Deve ser uma tarefa um tanto desagradável a do historiador que, dispondo-se a narrar a biografia do grande homem, não pode dela ocultar a ação sempre presente e sempre odiosa dos homens medíocres que o invejam e o tentam derrubar. E, afinal, parece não ter havido historiador a livrar-se deste encargo, visto que, para eximir-se de invejosos, o homem de talento teria que se não mostrar jamais. Algum destaque, dá-se o implacável provérbio japonês. Não há, mesmo, esforço maior do que aquele necessário para, conhecendo o mundo, não maldizê-lo; o otimismo refletido é uma tremenda e meritória obra intelectual.
De um autor tolera-se tudo…
De um autor tolera-se tudo, salvo a desonestidade. Falhar neste ponto é anular tudo quanto se produz. Como leitores, a mera sensação de que há numa obra intenções camufladas e que estamos a ser enganados é motivo suficiente para que a atiremos para longe; afinal, como fazer de bom grado papel de palhaço? Se não podemos, salvaguardados pela sinceridade do autor, dar-lhe o crédito necessário para uma leitura proveitosa, o melhor é abandoná-lo. Há, decerto, uma infinidade de outros autores que cumprem este requisito e têm muito a nos ensinar.

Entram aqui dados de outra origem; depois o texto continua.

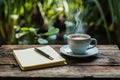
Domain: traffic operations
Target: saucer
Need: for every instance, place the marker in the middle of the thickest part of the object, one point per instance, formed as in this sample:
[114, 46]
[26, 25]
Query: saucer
[67, 51]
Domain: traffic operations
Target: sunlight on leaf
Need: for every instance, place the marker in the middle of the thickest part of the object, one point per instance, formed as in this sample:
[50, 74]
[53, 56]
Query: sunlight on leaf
[42, 41]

Cotejar o noticiário com os livros de história…
Cotejar o noticiário com os livros de história é algo extremamente educativo, por demonstrar absolutamente infundada essa sensação de premência, de que algo determinante está sempre a se passar. Quão pouco sobra destas ninharias! E nem é preciso valer-se da história: abrimos jornais de outros países, e verificamos a mesma inclinação, talvez demandada pelo marketing, de apresentar tudo como importante, enquanto nós, cá no fim do mundo, sequer conhecemos o grosso dos atores pintados como relevantíssimos. É, quase tudo, exagerado, quando o que realmente importa não se encontra em jornal nenhum.

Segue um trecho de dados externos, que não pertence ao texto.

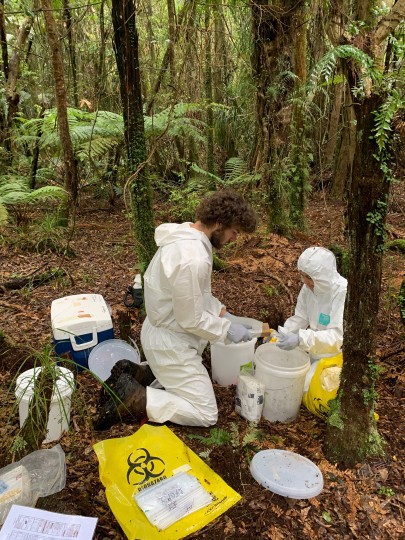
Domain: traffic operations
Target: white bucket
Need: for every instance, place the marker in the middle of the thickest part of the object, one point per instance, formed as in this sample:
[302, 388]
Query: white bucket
[59, 411]
[283, 373]
[226, 360]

Nelson Rodrigues gostava de repetir…
Nelson Rodrigues gostava de repetir que só um gênio seria capaz de tirar a inteligência brasileira do tédio. E enquanto viveu, percebe-se hoje, havia no Brasil uma inteligência passível de ser chacoalhada. Dir-se-ia, até, de que necessitava menos que um gênio para se movimentar. De lá para cá as obras perderam, se não força, efetividade. E para não repisar a ociosa crítica à inteligência inerte, o que salta aos olhos é a ausência de entusiasmo intelectual. Que há obras, que há autores, tem de os haver. Mas tornou-se dificílimo encontrá-los, quer pelo desinteresse generalizado, quer pelo falso interesse promovido sobre algumas obras. O resultado é haver barreiras e barreiras prejudicando o contato entre o autor e possíveis leitores. Estes, parece, ainda que tentassem encontrar o gênio, se renderiam aos obstáculos da procura.